Obama’s only real choice was to find a middle ground. He tries to do so by offering entitlement cuts in exchange for tax increases on the wealthy. This was always going to be the general outline of a compromise; Obama’s task was offering specifics about how to reach it.
Piddling Amount
True, his quid pro quo is small beer: He proposes $1.8 trillion in deficit reduction for the next decade, much of which would just replace the $1.2 trillion in automatic spending cuts that took effect last month. And his entitlement cuts would reduce spending by only $830 billion over 10 years, a piddling amount considering that entitlements are now 60 percent of the federal budget and by 2023 will reach 64 percent — even with Obama’s trims.
For tax increases, Obama builds on January’s fiscal-cliff deal, which added $600 billion in new revenue over 10 years, mostly by raising rates on families earning more than $450,000 a year. Obama would raise taxes another $600 billion by limiting most itemized deductions for households in the upper tax brackets. He would impose a minimum 30 percent rate on households with annual earnings above $1 million, invoking the so-called Buffett rule.
To conservatives, this is heresy. Yet it will undoubtedly be helpful in winning over Democrats who are chapped about the entitlement changes the president suggests.
And that’s where the president was bold. Seniors would see a less generous inflation adjustment to their monthly Social Security checks — which is, let’s face it, a benefit cut. Although Obama has privately offered this concession before, he hadn’t formally done so.
To some liberal lawmakers, this makes Obama a traitor to the cause. They went to the White House this week to protest, arguing that Obama shouldn’t trim benefits while most families have yet to recover from the recession. These demonstrations, too, can be helpful as Obama tries to convince rank-and-file Republicans — including the dozen senators with whom he’ll dine tonight — that he’s willing to compromise.
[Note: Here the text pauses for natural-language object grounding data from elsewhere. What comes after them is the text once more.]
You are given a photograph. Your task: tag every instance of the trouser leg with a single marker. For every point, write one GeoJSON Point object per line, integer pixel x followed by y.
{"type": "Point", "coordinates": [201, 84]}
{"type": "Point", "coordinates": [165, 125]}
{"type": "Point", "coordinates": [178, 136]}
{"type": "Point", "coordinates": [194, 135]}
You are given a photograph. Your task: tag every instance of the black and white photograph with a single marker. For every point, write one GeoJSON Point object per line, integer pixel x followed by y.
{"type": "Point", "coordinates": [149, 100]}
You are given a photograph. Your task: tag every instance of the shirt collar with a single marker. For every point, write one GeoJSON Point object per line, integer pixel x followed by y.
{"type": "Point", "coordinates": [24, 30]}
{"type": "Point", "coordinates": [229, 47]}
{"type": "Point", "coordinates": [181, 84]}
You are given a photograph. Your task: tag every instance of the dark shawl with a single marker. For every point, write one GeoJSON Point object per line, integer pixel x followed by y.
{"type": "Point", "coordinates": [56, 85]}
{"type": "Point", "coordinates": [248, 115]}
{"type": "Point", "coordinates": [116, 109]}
Add it all up, and the fiscal 2014 deficit would shrink slightly to $744 billion, from $845 billion this year. The shortfall would be 4.4 percent of gross domestic product, down from 5.7 percent this year. Such numbers, while an improvement, remain high enough to keep Obama in a political and fiscal straitjacket.
That, rather than a true lack of vision, prevents him from proposing big new projects. His budget would vastly expand preschool programs for low-income children by raising tobacco taxes. It would set aside a relatively tiny amount — $50 billion — for roads, bridges and other public-works projects. And it would dedicate $8 billion for community colleges and $1 billion for 15 institutes that would promote manufacturing innovation.
Budget Haggling
None of this is earth-shattering — and none of it needs to be. It’s worthwhile to review what Obama and Congress have accomplished in several rounds of budget haggling. Since 2011, they have agreed to $2.5 trillion in spending cuts and new taxes over 10 years. The $1.8 trillion in spending cuts and tax increases in Obama’s 2014 plan would push total deficit reduction over the $4 trillion-in-10-years mark that most economists say the U.S. must reach to make the debt sustainable.
Thus the amount of new spending, entitlement cuts and fresh revenue in Obama’s 2014 plan is almost beside the point. If this blueprint wins over enough Republicans — and doesn’t lose too many Democrats — it could be a major part of Obama’s legacy. And if it frees Congress to start thinking about how to cure what really ails the U.S. — such as long-term unemployment and high health-care costs — then it could result in faster growth, higher tax revenue and lower deficits.
Those are two pretty big ifs, we realize. Still, even to suggest them counts as remarkable.